Isner, who stayed at his parent's home in Greensboro during the tournament, said after the match that coming home to his mother's home-cooked meals played a big part in his success this week.

"(This week) was very different in the fact that every day when I've left the court, I've gone home instead of being cooped up in a hotel room," said Isner. "I get to relax on my parent's patio, watch TV and throw the ball to my dog. It's a break from the norm for me and it was everything I needed."

In almost a complete reversal of a typical match for the big-serving Isner, it was Benneteau who possessed the dominating serve early, surrendering no more than one point in any of his first seven service games. At the same time, the Frenchman was putting a lot of pressure on Isner's serve, earning a break at 4-4 and then serving out the first set 6-4.

The outer reaches of Hurricane Irene brought winds that swirled through the tournament court in the first set, conditions that Isner admitted were handled better by Benneteau.

"You really have to be on top of your footwork in the wind because the ball is moving every which way," said Isner. "He was doing that a lot better than me. Fortunately, I feel like (the wind) calmed down at one point there in the second set and pretty much in the third."

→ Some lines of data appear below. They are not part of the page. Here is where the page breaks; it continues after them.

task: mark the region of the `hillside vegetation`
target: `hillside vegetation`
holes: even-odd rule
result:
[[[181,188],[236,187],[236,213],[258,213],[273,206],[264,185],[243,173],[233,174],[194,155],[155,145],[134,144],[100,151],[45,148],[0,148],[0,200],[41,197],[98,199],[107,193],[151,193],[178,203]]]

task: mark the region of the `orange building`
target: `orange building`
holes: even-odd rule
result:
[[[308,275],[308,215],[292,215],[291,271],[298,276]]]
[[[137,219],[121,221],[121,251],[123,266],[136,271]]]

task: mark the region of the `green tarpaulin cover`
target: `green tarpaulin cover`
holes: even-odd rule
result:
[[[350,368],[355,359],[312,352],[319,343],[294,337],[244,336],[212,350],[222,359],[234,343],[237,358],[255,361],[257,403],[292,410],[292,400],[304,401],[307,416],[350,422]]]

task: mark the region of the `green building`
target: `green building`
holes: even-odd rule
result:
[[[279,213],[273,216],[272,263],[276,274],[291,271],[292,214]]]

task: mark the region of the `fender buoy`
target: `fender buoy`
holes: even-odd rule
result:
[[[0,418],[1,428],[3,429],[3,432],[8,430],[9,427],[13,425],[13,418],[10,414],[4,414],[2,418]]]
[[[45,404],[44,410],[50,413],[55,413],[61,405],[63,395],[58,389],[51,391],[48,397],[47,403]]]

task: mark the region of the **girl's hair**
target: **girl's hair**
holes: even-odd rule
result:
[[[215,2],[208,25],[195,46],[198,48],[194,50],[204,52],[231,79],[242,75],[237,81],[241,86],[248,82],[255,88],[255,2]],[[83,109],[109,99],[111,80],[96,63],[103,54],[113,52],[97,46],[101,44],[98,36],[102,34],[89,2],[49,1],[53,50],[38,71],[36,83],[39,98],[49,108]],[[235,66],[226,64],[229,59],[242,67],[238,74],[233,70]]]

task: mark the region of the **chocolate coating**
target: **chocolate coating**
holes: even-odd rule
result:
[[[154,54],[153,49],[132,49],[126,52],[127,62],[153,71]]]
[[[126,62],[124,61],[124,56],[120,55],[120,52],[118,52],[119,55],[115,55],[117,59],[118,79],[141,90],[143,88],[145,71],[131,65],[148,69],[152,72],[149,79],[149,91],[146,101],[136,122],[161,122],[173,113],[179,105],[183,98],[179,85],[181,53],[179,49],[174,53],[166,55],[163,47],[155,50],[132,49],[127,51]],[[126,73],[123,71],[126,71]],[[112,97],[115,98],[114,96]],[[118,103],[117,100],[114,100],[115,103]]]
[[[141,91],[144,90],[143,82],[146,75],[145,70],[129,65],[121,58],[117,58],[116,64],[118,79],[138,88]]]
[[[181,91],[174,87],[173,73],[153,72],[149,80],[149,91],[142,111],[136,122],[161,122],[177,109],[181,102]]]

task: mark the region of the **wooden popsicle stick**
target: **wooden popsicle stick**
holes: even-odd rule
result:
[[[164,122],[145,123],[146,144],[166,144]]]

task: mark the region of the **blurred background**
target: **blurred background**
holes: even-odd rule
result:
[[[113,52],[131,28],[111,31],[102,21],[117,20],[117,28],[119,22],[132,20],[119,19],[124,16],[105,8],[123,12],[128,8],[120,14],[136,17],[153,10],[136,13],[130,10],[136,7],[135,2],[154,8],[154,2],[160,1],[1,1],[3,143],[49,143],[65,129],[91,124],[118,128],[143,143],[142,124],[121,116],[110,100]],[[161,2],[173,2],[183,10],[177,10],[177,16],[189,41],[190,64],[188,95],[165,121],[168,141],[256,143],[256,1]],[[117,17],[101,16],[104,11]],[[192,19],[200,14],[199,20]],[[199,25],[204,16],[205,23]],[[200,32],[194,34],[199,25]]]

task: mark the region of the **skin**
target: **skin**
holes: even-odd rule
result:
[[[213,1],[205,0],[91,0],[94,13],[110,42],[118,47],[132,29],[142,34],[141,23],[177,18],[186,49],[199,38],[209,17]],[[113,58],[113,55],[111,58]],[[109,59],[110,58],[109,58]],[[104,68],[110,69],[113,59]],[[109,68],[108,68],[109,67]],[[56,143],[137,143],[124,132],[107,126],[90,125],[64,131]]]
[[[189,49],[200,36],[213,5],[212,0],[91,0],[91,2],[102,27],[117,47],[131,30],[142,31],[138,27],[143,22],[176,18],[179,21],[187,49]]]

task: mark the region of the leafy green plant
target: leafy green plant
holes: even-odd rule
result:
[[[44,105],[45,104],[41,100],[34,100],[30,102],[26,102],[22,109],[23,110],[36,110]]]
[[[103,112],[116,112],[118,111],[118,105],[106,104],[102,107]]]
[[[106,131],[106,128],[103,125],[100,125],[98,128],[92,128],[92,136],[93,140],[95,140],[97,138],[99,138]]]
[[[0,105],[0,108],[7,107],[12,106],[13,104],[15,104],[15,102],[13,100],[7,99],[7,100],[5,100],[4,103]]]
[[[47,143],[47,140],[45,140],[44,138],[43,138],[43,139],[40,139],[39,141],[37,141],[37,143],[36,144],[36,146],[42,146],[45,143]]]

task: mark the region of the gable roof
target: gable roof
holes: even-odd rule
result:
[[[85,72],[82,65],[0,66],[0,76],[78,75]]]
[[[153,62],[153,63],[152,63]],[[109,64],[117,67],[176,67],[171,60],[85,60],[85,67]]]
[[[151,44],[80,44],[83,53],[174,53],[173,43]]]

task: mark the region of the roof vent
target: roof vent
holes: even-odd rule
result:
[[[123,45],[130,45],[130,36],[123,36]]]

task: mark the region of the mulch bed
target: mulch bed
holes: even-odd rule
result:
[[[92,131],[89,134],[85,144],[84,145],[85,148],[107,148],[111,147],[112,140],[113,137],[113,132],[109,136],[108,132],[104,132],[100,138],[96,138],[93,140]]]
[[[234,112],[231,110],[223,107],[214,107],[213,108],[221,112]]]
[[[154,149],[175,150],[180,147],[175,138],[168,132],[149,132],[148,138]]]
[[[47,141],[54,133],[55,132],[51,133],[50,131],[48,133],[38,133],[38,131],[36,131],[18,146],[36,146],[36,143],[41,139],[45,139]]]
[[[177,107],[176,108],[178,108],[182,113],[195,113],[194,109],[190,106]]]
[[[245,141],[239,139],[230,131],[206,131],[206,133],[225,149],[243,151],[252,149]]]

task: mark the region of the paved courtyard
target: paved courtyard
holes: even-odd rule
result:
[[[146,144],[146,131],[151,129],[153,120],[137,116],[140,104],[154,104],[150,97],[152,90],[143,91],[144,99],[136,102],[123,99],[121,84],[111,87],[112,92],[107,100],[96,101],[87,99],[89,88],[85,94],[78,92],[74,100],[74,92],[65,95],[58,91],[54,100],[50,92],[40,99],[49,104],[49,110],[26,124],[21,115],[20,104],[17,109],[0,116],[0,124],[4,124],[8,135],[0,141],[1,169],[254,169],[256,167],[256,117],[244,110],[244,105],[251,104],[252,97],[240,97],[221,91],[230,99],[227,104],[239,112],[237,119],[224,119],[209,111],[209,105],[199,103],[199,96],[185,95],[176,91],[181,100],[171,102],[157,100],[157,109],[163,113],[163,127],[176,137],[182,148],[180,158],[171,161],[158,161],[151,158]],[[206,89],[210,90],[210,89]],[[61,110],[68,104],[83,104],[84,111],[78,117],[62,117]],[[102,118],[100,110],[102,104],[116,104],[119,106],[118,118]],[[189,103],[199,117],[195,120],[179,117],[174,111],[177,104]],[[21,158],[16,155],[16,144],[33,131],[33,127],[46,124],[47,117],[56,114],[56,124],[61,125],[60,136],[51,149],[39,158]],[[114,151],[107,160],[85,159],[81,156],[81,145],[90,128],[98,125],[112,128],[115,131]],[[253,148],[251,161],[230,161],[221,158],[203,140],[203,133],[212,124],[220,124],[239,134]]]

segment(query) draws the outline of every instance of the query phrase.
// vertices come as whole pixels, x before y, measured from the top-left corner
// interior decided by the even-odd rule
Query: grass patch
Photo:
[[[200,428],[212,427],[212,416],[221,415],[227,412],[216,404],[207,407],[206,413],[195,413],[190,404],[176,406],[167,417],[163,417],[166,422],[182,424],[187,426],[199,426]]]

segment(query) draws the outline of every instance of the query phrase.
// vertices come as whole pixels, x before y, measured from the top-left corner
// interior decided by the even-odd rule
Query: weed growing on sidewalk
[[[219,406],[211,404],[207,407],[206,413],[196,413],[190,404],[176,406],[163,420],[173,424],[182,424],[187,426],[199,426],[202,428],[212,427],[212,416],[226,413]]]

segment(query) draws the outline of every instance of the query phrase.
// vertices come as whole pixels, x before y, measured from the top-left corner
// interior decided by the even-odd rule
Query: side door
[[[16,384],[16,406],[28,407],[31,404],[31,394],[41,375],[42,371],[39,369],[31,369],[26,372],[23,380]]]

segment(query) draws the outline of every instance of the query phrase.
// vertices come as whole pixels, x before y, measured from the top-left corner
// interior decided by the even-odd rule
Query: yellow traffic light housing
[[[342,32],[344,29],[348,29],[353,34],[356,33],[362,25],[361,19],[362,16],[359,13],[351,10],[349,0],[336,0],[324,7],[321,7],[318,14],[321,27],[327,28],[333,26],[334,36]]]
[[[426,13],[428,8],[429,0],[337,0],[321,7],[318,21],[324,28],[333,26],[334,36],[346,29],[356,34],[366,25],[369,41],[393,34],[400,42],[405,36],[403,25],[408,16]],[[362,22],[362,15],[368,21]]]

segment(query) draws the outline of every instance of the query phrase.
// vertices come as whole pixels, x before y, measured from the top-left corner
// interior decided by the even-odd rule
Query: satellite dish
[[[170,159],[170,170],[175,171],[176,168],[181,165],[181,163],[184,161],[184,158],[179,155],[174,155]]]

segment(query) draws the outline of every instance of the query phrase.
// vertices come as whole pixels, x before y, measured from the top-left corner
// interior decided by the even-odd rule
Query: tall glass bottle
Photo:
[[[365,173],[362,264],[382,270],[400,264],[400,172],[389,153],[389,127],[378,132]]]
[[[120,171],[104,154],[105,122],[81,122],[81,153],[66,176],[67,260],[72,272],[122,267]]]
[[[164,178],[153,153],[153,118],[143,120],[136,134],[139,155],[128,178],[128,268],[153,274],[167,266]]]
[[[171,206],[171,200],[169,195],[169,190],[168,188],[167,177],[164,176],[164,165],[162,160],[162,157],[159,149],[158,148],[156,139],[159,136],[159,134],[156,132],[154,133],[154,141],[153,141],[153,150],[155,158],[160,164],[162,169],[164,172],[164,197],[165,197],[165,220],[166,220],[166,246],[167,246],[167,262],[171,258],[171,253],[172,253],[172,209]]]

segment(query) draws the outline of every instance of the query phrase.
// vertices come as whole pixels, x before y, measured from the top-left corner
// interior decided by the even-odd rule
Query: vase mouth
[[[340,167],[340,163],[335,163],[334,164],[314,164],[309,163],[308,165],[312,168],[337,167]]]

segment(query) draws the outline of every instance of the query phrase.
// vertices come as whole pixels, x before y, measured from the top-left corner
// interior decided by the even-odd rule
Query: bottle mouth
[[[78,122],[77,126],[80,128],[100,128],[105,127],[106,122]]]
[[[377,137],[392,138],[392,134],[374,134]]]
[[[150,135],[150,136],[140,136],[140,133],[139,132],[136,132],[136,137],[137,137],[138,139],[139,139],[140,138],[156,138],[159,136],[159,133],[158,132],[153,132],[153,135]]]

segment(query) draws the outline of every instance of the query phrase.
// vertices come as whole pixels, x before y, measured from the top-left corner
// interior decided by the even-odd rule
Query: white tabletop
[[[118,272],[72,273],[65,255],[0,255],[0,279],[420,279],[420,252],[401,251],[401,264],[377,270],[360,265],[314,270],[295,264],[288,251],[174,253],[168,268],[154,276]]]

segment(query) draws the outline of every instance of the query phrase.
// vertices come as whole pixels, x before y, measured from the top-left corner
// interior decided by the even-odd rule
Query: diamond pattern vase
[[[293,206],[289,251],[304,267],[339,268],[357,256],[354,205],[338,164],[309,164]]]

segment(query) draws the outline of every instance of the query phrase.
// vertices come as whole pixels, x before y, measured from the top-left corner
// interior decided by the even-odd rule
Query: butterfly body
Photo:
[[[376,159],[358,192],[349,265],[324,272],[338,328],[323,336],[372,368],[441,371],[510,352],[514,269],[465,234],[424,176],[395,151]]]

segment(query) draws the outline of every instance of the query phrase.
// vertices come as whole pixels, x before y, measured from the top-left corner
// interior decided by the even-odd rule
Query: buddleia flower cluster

Along with a change in the winds came a change in Isner's confidence level as his footwork picked up and he began making fewer unforced errors. After finally winning more than a point on Benneteau's serve at 2-3 in the second set, he earned his first break of the match at 3-4 and went on to serve out the set 6-3 to force a third.

Once he got in his rhythm in the third set, there was no stopping the 6-foot 9-inch Isner, who after earning an early break, turned up the heat on his serve, saving the fastest for the final game when he cracked a 139 mph ace.

"I was just lackluster out there for a good part of that match, especially in the first set," said Isner. "I told myself to try to get my intensity up and try to move ahead a little bit in his (service) games. I did in that 4-3 game in the second set and was able to break. Once I broke serve there, I felt confident for the rest of the match."

That Benneteau was even in the championship match was a miracle in and of itself. After missing time with an injury, the Frenchman's ranking had dropped to the point that he had to come through the qualifying to earn a spot in the main draw.

In what had to be one of the crazier weeks of his life, Benneteau played nine matches in eight days and totaled more than 14 hours on the court.

"I spent more than a week here, and I have good memories now here," said Benneteau. "We had an earthquake and now a hurricane, and I played nine matches in eight days. It's been a good week, and I have to say that it's a very, very good tournament."

Both Isner and Benneteau echoed the thoughts of many the others about the quality of the Winston-Salem Open in its first year and said that they would be back for next year's edition.

"After winning this event this year, I really don't anticipate skipping out on this event next year," said Isner. "It's not often that you get to play this close to home.